En 1999, la Nasa analyse dix-neuf catastrophes aériennes. Première cause d’accidents : l’incapacité du pilote à dévier du plan initial pour s’adapter à des éléments nouveaux. C’est le biais de continuation du plan : lancés vers un objectif, nous devenons aveugles à notre environnement et réticents à tout changement de trajectoire. Aujourd’hui, après deux ans de pandémie, nous semblons incapables de nous adapter à un nouvel environnement (vaccin, endémicité, absence de perspective) et de dévier du plan établi depuis deux ans (les solutions collectives).
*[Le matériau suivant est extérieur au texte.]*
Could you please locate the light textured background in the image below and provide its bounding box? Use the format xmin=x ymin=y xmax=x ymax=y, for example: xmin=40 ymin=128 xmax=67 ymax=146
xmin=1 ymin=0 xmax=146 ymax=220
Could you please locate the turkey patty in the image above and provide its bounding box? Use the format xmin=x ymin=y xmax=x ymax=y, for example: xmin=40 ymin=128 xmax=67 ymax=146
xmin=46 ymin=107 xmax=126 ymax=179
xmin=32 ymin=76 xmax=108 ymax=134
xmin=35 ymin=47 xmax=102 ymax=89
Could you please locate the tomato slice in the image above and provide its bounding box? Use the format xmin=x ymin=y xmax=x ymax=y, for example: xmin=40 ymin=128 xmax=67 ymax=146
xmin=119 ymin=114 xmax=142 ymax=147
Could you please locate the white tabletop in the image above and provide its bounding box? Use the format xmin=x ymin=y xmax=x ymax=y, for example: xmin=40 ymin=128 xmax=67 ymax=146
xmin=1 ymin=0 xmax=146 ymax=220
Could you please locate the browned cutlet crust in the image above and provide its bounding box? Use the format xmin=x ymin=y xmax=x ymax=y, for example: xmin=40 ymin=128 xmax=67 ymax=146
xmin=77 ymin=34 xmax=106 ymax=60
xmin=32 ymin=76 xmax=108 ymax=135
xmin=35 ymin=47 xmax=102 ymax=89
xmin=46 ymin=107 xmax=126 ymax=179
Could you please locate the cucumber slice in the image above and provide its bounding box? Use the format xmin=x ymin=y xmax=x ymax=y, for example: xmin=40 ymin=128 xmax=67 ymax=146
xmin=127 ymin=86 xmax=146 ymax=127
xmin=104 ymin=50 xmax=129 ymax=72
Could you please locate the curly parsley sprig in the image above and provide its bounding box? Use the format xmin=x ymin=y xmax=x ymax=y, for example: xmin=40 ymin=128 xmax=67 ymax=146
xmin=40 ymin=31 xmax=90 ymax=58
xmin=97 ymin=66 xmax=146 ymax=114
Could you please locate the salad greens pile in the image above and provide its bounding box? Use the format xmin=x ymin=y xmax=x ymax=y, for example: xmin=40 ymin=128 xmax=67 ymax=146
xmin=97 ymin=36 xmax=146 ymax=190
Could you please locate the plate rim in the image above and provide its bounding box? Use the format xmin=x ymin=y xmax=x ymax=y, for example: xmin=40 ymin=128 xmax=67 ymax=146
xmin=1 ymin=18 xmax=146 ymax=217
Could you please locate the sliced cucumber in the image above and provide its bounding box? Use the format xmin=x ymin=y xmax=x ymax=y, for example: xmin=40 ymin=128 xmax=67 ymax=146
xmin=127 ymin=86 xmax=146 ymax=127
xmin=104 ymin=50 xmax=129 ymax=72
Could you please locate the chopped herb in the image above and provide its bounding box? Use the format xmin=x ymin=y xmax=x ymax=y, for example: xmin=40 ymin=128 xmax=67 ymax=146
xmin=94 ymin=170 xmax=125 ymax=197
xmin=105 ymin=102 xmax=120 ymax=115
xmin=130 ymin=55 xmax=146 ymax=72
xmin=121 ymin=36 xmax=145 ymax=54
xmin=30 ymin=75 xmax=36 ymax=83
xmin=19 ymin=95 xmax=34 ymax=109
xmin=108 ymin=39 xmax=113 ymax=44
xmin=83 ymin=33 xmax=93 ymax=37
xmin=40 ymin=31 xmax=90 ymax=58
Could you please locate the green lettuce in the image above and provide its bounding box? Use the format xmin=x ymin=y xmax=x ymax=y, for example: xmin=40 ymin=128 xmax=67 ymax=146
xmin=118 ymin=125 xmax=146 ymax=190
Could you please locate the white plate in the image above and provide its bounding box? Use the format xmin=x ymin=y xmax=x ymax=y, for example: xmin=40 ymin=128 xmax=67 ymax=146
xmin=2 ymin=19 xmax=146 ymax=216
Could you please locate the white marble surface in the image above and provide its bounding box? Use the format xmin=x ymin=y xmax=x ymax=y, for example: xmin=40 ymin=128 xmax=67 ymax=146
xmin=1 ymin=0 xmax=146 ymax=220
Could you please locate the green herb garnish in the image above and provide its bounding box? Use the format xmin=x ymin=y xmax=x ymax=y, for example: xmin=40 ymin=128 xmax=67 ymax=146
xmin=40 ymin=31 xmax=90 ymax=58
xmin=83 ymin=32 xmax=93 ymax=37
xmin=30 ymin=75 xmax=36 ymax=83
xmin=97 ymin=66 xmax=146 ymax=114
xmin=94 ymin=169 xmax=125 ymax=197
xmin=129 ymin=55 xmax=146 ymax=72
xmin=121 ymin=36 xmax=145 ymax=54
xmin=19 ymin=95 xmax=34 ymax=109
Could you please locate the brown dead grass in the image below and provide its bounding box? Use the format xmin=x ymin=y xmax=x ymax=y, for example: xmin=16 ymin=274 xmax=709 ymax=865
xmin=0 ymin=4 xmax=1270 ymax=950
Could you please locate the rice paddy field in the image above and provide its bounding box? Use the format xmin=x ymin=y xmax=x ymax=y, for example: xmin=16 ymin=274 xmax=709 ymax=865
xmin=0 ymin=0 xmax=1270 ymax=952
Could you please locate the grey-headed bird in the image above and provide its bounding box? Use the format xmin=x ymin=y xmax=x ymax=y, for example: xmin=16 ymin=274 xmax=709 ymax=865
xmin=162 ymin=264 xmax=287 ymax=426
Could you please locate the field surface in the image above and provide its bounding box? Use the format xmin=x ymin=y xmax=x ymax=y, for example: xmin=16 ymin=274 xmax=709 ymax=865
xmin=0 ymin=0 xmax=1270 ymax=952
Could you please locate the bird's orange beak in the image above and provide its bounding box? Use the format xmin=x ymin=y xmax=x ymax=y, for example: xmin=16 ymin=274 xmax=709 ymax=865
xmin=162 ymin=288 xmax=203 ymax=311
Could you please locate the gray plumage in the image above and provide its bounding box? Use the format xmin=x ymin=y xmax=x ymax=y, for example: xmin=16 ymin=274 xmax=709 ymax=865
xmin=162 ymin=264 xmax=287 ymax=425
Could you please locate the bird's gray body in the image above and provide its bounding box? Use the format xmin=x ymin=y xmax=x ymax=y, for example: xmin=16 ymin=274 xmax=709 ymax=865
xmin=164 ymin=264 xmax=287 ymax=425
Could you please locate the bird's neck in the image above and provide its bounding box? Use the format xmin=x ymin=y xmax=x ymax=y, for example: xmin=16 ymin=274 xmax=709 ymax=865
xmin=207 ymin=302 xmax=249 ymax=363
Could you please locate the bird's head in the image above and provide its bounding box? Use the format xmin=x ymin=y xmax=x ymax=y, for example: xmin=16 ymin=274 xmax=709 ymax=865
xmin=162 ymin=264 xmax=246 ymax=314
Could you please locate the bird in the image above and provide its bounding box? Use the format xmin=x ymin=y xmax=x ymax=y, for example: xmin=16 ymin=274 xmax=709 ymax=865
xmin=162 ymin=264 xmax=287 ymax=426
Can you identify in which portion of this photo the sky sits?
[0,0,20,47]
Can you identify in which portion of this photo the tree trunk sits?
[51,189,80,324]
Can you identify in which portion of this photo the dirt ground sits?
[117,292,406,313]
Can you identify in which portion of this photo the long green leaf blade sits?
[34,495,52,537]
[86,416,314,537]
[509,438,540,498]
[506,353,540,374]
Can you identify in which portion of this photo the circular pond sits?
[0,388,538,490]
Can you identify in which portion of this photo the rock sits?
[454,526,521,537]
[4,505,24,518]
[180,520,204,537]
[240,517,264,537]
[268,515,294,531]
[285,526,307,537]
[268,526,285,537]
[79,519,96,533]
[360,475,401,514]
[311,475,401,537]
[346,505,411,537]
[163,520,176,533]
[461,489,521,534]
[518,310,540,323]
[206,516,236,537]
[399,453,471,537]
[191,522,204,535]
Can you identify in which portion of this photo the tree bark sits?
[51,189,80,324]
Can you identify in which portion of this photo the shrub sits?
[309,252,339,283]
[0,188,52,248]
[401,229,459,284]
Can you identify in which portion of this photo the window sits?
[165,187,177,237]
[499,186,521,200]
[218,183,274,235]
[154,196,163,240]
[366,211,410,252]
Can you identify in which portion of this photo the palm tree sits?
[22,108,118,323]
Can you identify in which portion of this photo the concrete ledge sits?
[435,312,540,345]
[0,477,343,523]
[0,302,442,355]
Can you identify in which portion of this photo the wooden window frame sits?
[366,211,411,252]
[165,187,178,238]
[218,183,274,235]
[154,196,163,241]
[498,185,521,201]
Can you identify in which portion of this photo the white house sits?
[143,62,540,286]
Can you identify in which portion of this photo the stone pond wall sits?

Au début de la pandémie, les solutions collectives (masques, confinement, couvre-feux…) sont légitimes puisque 1) les taux de contagiosité et de létalité sont suffisamment élevés pour conférer à chacun le devoir de ne pas contaminer l’autre 2) le risque de débordement des hôpitaux est élevé ; et 3) la situation est temporaire.

Deux ans plus tard, un élément change complètement la donne : le vaccin. Le point 1) semble être rendu inopérant par la possibilité de réduire son risque individuel de décès de 90%, le point 2) est rendu inopérant par la forte couverture vaccinale des personnes à risque (le Royaume-Uni connaît depuis quelques mois des vagues de variant Delta avec parfois près de 50 000 cas quotidiens sans le moindre problème de capacité hospitalière) et le point 3) est caduc : avec 87% des plus de 12 ans vaccinés et un virus impossible à éliminer, la population ne sera jamais mieux protégée qu’aujourd’hui.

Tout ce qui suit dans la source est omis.